Some of this work is already being done by organizations such as the Pew-MacArthur Results First Initiative and the National Governors Association’s Center for Best Practices. Expanding the evidence on what works in the real world should be a priority. Public agencies can contribute to these efforts by integrating existing administrative data and making it easier to access these resources for research. Agencies can also design rigorous evaluations in conjunction with program roll-outs, and partner with researchers to independently evaluate their efforts.
Investing in such collaborations now offers the opportunity to truly understand what works and will provide guidance on how best to allocate limited public funds to address the growing public health crisis of opioid misuse.
Mireille Jacobson is a health economist at the University of California, Irvine, who is currently working with several states and localities to develop and test effective ways to address the opioid epidemic.

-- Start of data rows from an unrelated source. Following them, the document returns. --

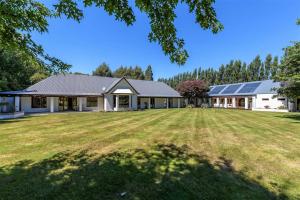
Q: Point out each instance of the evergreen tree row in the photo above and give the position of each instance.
(233, 72)
(129, 72)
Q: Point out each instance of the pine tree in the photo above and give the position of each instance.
(149, 73)
(274, 67)
(262, 72)
(268, 63)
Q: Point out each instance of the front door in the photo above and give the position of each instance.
(67, 103)
(70, 103)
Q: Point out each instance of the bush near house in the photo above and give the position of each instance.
(154, 154)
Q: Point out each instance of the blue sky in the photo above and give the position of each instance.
(252, 27)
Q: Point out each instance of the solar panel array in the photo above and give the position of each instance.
(231, 89)
(217, 89)
(249, 87)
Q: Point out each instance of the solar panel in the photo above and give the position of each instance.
(231, 89)
(217, 89)
(249, 87)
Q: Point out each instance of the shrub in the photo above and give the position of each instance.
(281, 107)
(190, 106)
(204, 105)
(267, 106)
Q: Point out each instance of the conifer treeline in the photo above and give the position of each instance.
(234, 71)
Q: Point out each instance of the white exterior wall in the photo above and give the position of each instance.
(273, 103)
(99, 107)
(108, 102)
(26, 105)
(134, 102)
(160, 102)
(144, 101)
(10, 100)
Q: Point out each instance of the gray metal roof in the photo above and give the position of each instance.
(85, 85)
(264, 87)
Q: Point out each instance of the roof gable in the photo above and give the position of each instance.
(122, 83)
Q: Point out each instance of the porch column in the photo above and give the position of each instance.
(117, 102)
(51, 104)
(149, 103)
(80, 104)
(246, 102)
(167, 99)
(253, 102)
(225, 103)
(209, 102)
(17, 103)
(234, 102)
(129, 102)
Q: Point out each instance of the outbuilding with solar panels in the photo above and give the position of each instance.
(257, 95)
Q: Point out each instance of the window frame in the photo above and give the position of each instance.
(41, 104)
(121, 98)
(281, 98)
(91, 104)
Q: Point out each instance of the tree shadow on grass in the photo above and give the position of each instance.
(163, 172)
(295, 117)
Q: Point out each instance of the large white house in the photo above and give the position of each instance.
(70, 92)
(257, 95)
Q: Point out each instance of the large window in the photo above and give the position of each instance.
(39, 102)
(123, 101)
(91, 102)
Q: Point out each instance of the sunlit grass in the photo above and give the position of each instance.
(252, 155)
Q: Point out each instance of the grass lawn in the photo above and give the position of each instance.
(155, 154)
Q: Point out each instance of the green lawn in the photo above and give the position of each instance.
(155, 154)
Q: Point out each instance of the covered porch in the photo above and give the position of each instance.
(159, 102)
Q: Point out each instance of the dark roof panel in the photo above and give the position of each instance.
(71, 84)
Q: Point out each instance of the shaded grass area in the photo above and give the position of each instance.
(162, 172)
(157, 154)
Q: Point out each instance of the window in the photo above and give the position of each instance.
(91, 102)
(38, 102)
(115, 100)
(123, 101)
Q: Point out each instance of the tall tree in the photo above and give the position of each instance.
(193, 89)
(137, 73)
(254, 68)
(19, 18)
(149, 73)
(268, 64)
(289, 72)
(262, 72)
(274, 67)
(103, 70)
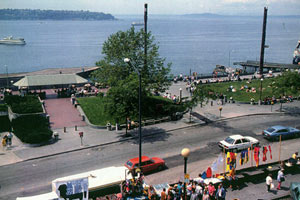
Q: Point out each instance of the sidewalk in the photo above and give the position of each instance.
(70, 141)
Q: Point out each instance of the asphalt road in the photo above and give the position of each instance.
(34, 177)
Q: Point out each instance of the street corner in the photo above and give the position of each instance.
(7, 156)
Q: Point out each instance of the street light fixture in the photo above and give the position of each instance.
(229, 56)
(180, 94)
(6, 75)
(127, 60)
(185, 154)
(260, 92)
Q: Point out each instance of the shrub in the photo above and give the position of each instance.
(5, 124)
(24, 105)
(3, 108)
(32, 129)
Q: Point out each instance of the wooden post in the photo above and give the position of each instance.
(224, 159)
(279, 147)
(251, 152)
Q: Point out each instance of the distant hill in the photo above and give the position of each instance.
(211, 15)
(28, 14)
(202, 15)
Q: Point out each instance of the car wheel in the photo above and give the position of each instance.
(159, 168)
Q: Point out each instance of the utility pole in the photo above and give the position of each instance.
(262, 49)
(145, 36)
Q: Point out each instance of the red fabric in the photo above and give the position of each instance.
(256, 155)
(270, 152)
(265, 150)
(208, 172)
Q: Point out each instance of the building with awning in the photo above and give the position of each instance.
(50, 80)
(253, 66)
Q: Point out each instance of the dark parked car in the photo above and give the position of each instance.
(274, 132)
(148, 164)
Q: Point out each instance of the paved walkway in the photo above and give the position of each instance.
(62, 113)
(70, 141)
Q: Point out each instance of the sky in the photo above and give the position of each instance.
(163, 7)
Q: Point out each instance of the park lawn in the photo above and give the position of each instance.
(3, 108)
(242, 95)
(5, 124)
(93, 108)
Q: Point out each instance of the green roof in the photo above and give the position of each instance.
(57, 79)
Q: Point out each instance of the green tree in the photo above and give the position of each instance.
(130, 44)
(201, 95)
(287, 83)
(122, 99)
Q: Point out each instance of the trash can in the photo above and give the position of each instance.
(118, 127)
(108, 126)
(56, 135)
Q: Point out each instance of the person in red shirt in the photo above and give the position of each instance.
(211, 191)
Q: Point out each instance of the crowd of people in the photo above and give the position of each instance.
(7, 140)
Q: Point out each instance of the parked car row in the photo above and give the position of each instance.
(233, 143)
(237, 143)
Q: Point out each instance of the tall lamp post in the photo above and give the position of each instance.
(180, 94)
(127, 60)
(230, 57)
(185, 154)
(6, 75)
(260, 91)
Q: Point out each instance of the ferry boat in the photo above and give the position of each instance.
(11, 40)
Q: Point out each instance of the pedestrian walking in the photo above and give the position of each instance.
(269, 182)
(3, 142)
(205, 195)
(194, 195)
(211, 191)
(9, 139)
(280, 178)
(163, 194)
(221, 192)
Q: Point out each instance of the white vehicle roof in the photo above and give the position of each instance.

Anna Spier is a senior policy associate at J-PAL North America, a research center at MIT that aims to reduce poverty by ensuring that policy is informed by scientific evidence.
I am a DNP student at the University of Tennessee Chattanooga. I live and work in eastern Kentucky which has a large population of patients using suboxone/subutex. I am looking for protocols related to treating pain in patients who are already taking these medications as well as any educational tools you may know of. I appreciate any and all help. Thank you.
This is great, but still shoveling against the tide. More work needs to be done to identify causes and reverse the trend in opiod use, especially legal prescriptions. Doctors who so easily prescribe and then just pass yhe patient to “pain management” scammers once the patient is hooked. Sickening. I recall having a heated argument with a hospital doctor over prescribing morphone for a relative. I lost, and now that relative has been hooked for years. The destruction of QoL in the name of pain relief is so sad.
Let’s stop it at the source!
I wish they had done more before my niece passed away from heroin this past December. She was beautiful and came from a very nice family. Please help others. This is now an epidemic.
How did the opioid crisis get so out of hand? Did we miss the signs? Bad prescribing by doctors? Any insights? #sad
Why is there no mention of Vivitrol in this article?